# Hotdog toppings



## DKWunlimited (Sep 11, 2006)

We have a family reunion coming up on August 5th with about 80 family members coming. I am hosting 1 of the gatherings with a hotdog buffet and ice cream social.

I'm brainstorming fun ideas for hotdog toppings. What does your family put on their grilled hotdogs?


----------



## alida (Feb 8, 2015)

Our family reunion was this past weekend (one day), with about 50 people attending. We had the usual hotdogs, hamburgers and sausages. The toppings were on one table and best I recall included the following: standard ketchup,green relish and yellow mustard. Corn relish, sauerkraut, diced onions, sweet peppers, both fresh and grilled and bread butter pickles. I saw sliced pickled hot peppers and diced fresh tomatos. I know that people often put hotdogs in macaroni 'n cheese. I suppose that could be a topping too, along with chili. I've often had grated cheese on a hotdog but we didn't have that this weekend. 

The kids loved anything that came in a squeeze bottle. Some of the adults built hotdogs and burgers with so many toppings that the meat was barely visible. 

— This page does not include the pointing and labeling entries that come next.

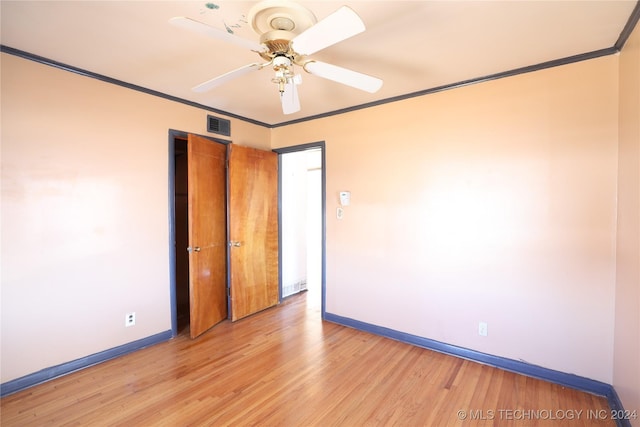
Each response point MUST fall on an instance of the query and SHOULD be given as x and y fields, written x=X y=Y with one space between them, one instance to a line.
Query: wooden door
x=253 y=230
x=207 y=233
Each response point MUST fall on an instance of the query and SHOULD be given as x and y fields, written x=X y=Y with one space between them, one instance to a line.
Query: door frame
x=323 y=179
x=173 y=134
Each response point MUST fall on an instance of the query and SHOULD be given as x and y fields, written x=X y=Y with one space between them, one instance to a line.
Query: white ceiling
x=411 y=45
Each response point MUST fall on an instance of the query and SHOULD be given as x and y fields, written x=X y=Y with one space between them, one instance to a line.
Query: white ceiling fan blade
x=340 y=25
x=217 y=81
x=206 y=30
x=342 y=75
x=289 y=98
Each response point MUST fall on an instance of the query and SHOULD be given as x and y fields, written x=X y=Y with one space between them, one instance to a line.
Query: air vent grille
x=218 y=125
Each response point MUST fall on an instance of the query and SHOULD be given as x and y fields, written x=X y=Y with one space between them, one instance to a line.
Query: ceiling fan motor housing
x=278 y=22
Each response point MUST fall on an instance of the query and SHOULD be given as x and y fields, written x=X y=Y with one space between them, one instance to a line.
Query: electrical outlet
x=130 y=319
x=482 y=329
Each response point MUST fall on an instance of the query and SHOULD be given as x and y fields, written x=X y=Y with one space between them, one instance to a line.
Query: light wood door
x=253 y=230
x=207 y=233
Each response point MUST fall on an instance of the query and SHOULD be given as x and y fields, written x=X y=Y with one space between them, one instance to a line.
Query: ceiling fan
x=289 y=33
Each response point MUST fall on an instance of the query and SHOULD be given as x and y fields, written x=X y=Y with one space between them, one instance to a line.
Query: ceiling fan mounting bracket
x=280 y=15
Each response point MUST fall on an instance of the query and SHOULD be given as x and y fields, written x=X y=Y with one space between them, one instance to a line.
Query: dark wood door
x=253 y=230
x=207 y=233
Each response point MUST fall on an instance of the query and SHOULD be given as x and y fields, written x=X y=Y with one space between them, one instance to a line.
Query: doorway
x=198 y=232
x=223 y=231
x=302 y=222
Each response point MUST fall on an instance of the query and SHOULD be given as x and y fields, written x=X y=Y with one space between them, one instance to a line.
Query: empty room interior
x=476 y=170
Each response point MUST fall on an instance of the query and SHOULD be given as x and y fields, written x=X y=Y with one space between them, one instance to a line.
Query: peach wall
x=493 y=202
x=84 y=213
x=626 y=368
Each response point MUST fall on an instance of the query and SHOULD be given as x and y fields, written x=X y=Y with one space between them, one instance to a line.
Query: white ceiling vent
x=218 y=125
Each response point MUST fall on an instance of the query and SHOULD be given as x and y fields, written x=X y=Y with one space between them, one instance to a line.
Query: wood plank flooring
x=285 y=367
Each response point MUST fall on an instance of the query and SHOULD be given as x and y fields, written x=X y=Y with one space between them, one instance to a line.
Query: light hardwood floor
x=285 y=367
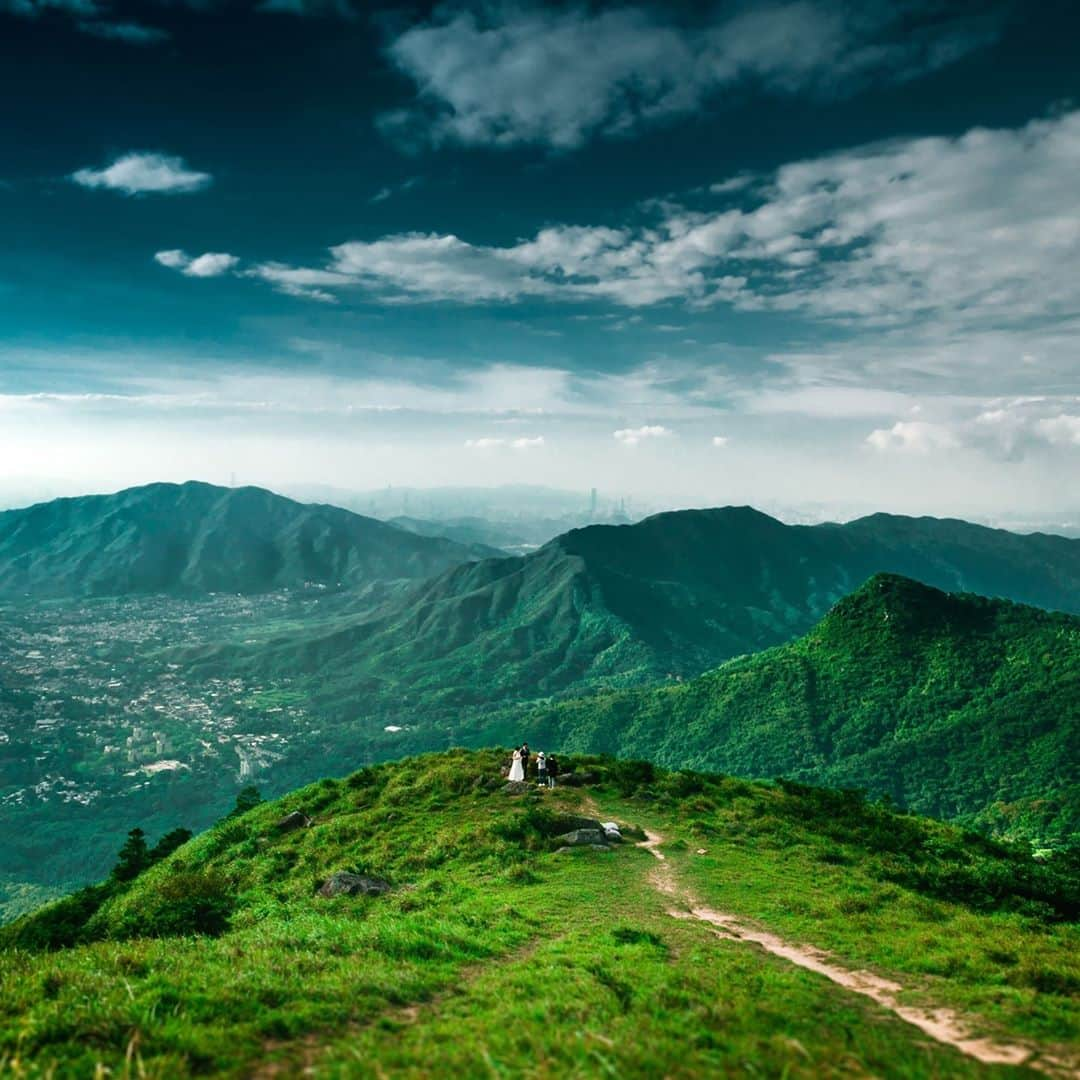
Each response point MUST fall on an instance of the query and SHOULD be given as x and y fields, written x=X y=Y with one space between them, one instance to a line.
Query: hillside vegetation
x=609 y=606
x=953 y=705
x=197 y=538
x=493 y=954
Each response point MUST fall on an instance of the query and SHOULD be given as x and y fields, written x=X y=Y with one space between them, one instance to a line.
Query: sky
x=805 y=254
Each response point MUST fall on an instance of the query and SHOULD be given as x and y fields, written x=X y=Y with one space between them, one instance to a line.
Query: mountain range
x=198 y=538
x=953 y=705
x=608 y=606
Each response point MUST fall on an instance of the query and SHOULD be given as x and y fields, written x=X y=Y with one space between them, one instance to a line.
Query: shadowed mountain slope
x=619 y=605
x=954 y=705
x=197 y=538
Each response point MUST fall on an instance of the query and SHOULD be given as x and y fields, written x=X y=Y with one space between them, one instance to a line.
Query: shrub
x=189 y=902
x=631 y=777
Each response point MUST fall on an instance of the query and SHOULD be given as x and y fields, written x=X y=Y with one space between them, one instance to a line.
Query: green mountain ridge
x=487 y=950
x=196 y=538
x=608 y=606
x=954 y=705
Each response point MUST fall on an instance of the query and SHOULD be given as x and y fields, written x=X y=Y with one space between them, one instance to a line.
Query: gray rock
x=567 y=822
x=293 y=821
x=582 y=837
x=352 y=885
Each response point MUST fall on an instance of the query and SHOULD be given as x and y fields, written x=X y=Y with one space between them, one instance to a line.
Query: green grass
x=494 y=956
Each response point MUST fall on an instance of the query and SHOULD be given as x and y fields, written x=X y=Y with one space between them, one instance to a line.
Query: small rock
x=352 y=885
x=293 y=821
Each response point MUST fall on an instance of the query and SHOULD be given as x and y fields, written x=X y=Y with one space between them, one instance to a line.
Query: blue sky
x=799 y=254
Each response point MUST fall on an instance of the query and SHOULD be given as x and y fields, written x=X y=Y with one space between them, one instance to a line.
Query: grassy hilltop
x=493 y=955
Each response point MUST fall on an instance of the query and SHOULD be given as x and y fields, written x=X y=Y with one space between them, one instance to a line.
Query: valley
x=156 y=707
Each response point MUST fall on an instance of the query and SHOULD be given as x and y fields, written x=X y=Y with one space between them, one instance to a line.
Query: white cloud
x=513 y=72
x=1062 y=430
x=489 y=443
x=207 y=265
x=1006 y=430
x=143 y=174
x=631 y=436
x=173 y=258
x=913 y=436
x=979 y=231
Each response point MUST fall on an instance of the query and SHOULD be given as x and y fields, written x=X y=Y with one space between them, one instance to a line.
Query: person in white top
x=516 y=771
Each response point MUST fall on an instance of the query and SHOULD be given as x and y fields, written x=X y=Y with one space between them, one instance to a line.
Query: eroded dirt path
x=943 y=1025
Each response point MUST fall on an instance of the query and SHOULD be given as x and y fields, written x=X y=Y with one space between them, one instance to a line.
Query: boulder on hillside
x=293 y=821
x=568 y=822
x=582 y=837
x=343 y=883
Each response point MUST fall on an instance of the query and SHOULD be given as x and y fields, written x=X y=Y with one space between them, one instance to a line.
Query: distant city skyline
x=806 y=255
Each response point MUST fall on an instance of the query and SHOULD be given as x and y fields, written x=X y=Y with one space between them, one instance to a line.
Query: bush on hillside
x=184 y=902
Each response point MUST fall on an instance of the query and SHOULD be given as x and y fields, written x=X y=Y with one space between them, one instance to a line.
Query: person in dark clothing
x=552 y=770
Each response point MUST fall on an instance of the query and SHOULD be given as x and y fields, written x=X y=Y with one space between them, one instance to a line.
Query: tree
x=133 y=858
x=169 y=844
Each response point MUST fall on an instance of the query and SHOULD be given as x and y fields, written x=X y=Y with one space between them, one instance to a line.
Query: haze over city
x=797 y=255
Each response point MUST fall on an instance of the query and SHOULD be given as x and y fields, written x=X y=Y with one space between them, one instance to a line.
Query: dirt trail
x=943 y=1025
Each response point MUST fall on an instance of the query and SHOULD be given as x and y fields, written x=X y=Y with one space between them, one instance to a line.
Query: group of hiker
x=547 y=766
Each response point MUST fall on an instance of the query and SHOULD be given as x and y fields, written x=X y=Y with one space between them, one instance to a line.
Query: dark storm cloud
x=510 y=73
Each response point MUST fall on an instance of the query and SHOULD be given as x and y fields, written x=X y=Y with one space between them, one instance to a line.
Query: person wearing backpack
x=552 y=768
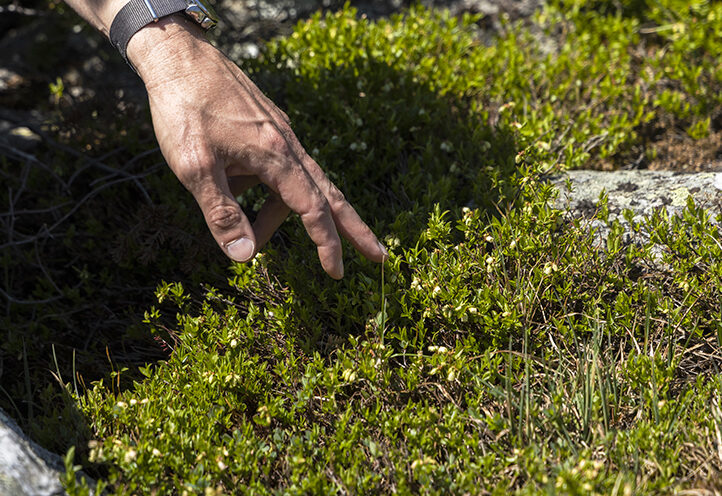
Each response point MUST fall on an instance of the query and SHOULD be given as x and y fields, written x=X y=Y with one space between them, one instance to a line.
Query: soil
x=42 y=49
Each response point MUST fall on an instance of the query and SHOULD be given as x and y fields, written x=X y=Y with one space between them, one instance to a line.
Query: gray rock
x=639 y=191
x=642 y=192
x=25 y=467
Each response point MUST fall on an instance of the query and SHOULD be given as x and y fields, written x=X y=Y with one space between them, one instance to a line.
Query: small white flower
x=718 y=180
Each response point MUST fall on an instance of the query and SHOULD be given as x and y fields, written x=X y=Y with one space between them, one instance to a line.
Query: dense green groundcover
x=500 y=348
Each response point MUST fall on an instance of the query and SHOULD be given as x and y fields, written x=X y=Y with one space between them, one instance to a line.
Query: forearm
x=150 y=42
x=99 y=13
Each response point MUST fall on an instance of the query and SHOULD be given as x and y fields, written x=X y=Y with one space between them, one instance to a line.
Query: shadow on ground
x=93 y=221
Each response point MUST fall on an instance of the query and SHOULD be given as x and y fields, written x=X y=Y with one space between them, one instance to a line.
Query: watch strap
x=137 y=13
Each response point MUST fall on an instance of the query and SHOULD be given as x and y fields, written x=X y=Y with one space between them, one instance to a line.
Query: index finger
x=297 y=190
x=347 y=220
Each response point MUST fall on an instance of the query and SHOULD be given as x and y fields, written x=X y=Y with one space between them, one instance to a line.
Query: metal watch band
x=136 y=14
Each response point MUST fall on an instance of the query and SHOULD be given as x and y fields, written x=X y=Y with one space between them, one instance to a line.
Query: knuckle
x=194 y=163
x=318 y=212
x=223 y=217
x=336 y=196
x=277 y=142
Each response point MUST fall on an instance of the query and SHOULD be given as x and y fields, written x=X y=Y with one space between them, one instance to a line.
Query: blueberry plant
x=502 y=348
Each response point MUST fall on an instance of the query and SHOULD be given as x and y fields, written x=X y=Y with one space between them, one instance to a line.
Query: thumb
x=227 y=222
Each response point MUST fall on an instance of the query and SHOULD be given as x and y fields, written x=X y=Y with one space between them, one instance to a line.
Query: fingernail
x=241 y=249
x=342 y=271
x=384 y=251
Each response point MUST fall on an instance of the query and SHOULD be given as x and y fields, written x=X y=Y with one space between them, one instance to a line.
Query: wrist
x=159 y=49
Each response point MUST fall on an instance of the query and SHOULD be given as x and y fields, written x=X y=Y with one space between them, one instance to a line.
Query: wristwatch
x=138 y=13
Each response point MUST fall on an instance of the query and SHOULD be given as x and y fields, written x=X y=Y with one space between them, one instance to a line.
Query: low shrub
x=501 y=348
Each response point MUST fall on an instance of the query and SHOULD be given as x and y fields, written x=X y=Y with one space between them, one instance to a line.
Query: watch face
x=202 y=12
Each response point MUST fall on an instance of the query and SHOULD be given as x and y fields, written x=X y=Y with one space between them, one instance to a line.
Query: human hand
x=220 y=135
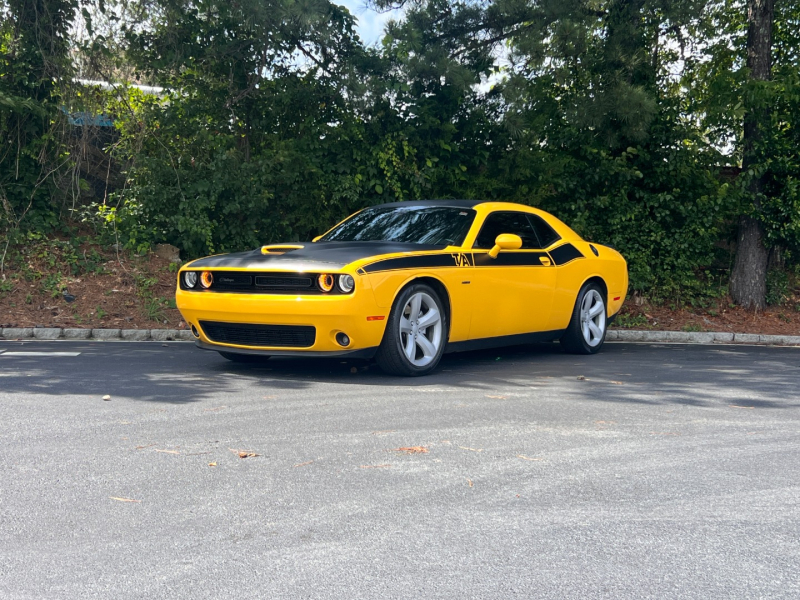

I hope yours is as much fun as ours was.


----------



## AmericanStand (Jul 29, 2014)

Don't forget the sweet stuff like Honey, jellies , molasses and pineapple.
Or the gravy,
White ,sausage,brown , turkey and red eye.


----------



## ShannonR (Nov 28, 2012)

What has already been stated. Also Hot or brown mustard, bbq sauce, nacho cheese, jalapenos, srirhacha sauce, A-1 or similar steak sauce. Powdered garlic, chili powder, fried onion rings.


----------



## ShannonR (Nov 28, 2012)

Chocolate syrup and rainbow sprinkles for the kiddos. Maple syrup might actually be good too...
Might as well put some ice cream out too, haha


----------



## ShannonR (Nov 28, 2012)

And bacon....how could I forget such a necessity!?? Strips or bits would both be fun


----------



## mnn2501 (Apr 2, 2008)

Brown mustard, diced onions and maybe pickle relish.
Alternately: Chili, cheddar cheese and onions


----------



## mnn2501 (Apr 2, 2008)

ShannonR said:


> Chocolate syrup and rainbow sprinkles for the kiddos. Maple syrup might actually be good too...


On hot dogs??? YUCK!!!!


----------



## ShannonR (Nov 28, 2012)

You'd be really surprised at what people will eat!!
Besides, you could just pile ice cream and those toppings into a bun.....the OP's event is also an ice cream social, yea?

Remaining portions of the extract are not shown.